Elasticsearch(十一)【NEST高级客户端--聚合】

最新推荐文章于 2024-10-18 09:49:15 发布

.NET跨平台

最新推荐文章于 2024-10-18 09:49:15 发布

阅读量4.3k

点赞数 1

分类专栏：全文搜索引擎之ElasticSearch和Solr .net平台下分布式开发技术文章标签： elasticsearch 聚合数据搜索

全文搜索引擎之ElasticSearch和Solr 同时被 2 个专栏收录

50 篇文章 11 订阅

订阅专栏

.net平台下分布式开发技术

50 篇文章 57 订阅

订阅专栏

聚合

聚合框架有助于提供基于搜索查询的聚合数据。它基于称为聚合的简单构建块，可以组合以构建复杂的数据统计。

 写聚合
 保留的聚合名称

写聚合

NEST允许你写聚合，使用

 严格流畅的DSL
 逐字对象初始化器语法，将逐字映射到Elasticsearch API
 一个更简洁的对象初始化器聚合DSL

三种不同的方式，这是一个很大的收获！让我们一次过一个，并解释什么时候你可能想要使用它们。

这是每个例子的json输出:

{
  "aggs": {
    "name_of_child_agg": {
      "children": {
        "type": "commits"
      },
      "aggs": {
        "average_per_child": {
          "avg": { "field": "confidenceFactor" } },
        "max_per_child": {
          "max": { "field": "confidenceFactor" } },
        "min_per_child": {
          "min": { "field": "confidenceFactor" } }
      }
    }
  }
}

Fluent DSL

Fluent 的lambda语法是编写聚合的最简单的方式。
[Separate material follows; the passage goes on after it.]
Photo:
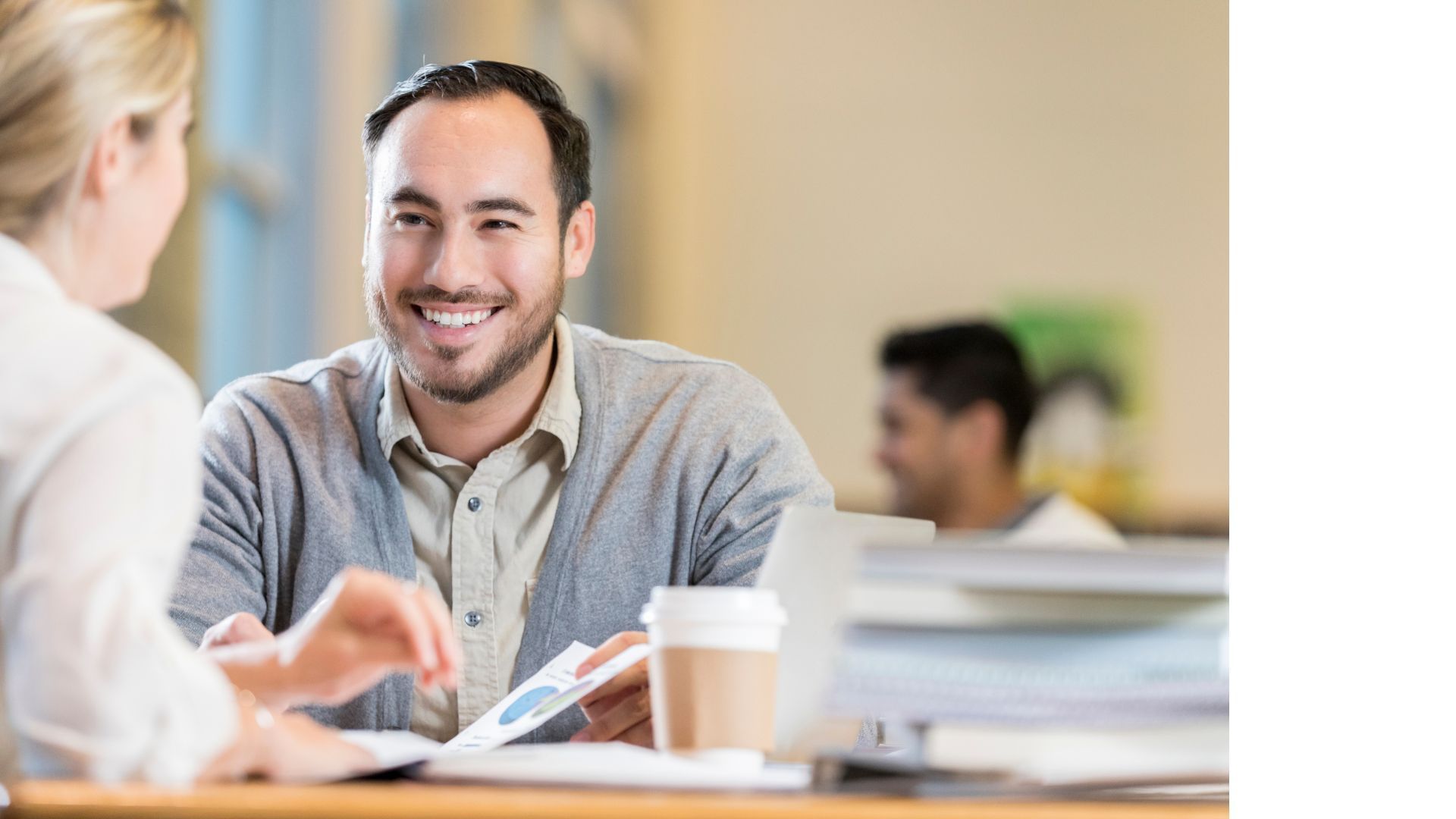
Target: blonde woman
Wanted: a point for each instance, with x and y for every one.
(99, 474)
它受益于转载到子集合的类型

Fluent DSL example

s => s
.Aggregations(aggs => aggs
    .Children<CommitActivity>("name_of_child_agg", child => child
        .Aggregations(childAggs => childAggs
            .Average("average_per_child", avg => avg.Field(p => p.ConfidenceFactor))
            .Max("max_per_child", avg => avg.Field(p => p.ConfidenceFactor))
            .Min("min_per_child", avg => avg.Field(p => p.ConfidenceFactor))
        )
    )
)

对象初始化器语法

对象初始化器语法（OIS）是一个一对一映射，如何在Elasticsearch API中表示聚合。虽然它是一个一对一映射的好处，但是基于C＃的字典意味着它可以更快地填充。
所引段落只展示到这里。